What Nicole and her boyfriend want more than anything is a stable place to live. She says that they have filled out several applications with BC Housing. While she thinks their goal to get everyone housed is a great idea, she said it’s impossible to solve homelessness with housing alone.

She invites those who misunderstand homelessness to come down to the park, hear people’s stories, and hopefully walk away with an understanding of how people ended up where they are.

“[We’ve] got nothing to do all day. We don’t have cable, and we’d love to tell you about our lives.” Nicole said. “That’s the only way you’re gonna know. Because if you come by and you just look at our tents, and you judge us by [how we look], then you know nothing.”

Housing as a step forward

Both Hinks and Pauly say that they would like to see the government step up to provide those sheltering in Beacon Hill Park with long-term affordable and supportive housing. They are, however, quick to point out that housing alone is not a solution.

“Having permanent housing and housing options is really important in the long term,” says Pauly.

“The bottom line is we need to have more humanity,”

Pauly has spent years working on housing and harm reduction policies with the Victoria Coalition to End Homelessness, Society of Living Illicit Drug Users, and the Victoria Cool Aid Society. 

She says that while housing is important, there are many reasons why people living on the street may not want to make the transition to the types of housing that are currently available, especially if they have restrictions on guests, pets, or even whether you can stay in the same room as your significant other.

“Well, if my choice is being in the shelter or my choice is being outside, I’m gonna choose being outside because I can be with my family or friends… [you] can stay as a couple, you can maintain your pets,” Pauly said.

Hinks says that she sees housing as a way for people to take a step forward but cautions that it is only the first step.

“It’s not perfect. Like I tell everyone, when they fill out the housing [application]: supportive housing isn’t a perfect issue. It’s a step up. So don’t think it’s going to be the, you know, the vacation in Hawaii thing. It’s not like that,” Hinks said. “It’s to get you off the streets. And then from there, you can work on your issues. Or you can ask for help to get into a different type of housing.”

Pauly says that systemic causes of homelessness are often forgotten.
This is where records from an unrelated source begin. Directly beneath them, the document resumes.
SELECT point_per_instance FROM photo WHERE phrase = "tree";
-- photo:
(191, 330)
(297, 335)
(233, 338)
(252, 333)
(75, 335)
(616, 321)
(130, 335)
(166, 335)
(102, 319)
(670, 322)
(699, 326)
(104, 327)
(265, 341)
“We’ve withdrawn investments into social housing. We’ve allowed the housing market to be privatized. We’ve had, you know, a withdrawal of other kinds of supports. You know, if we wanted to make a difference, it would mean to invest in those things, but also to invest in things like a living wage,” says Pauly.

Hinks says that at the end of the day it’s time for us as a society to look in the mirror and decide what kind of future we want.

“The bottom line is we need to have more humanity,” she says. “We need to have more people that care because basically what it’s showing us is how sick society is if we are willing to let people live on our streets like this and not help house them.”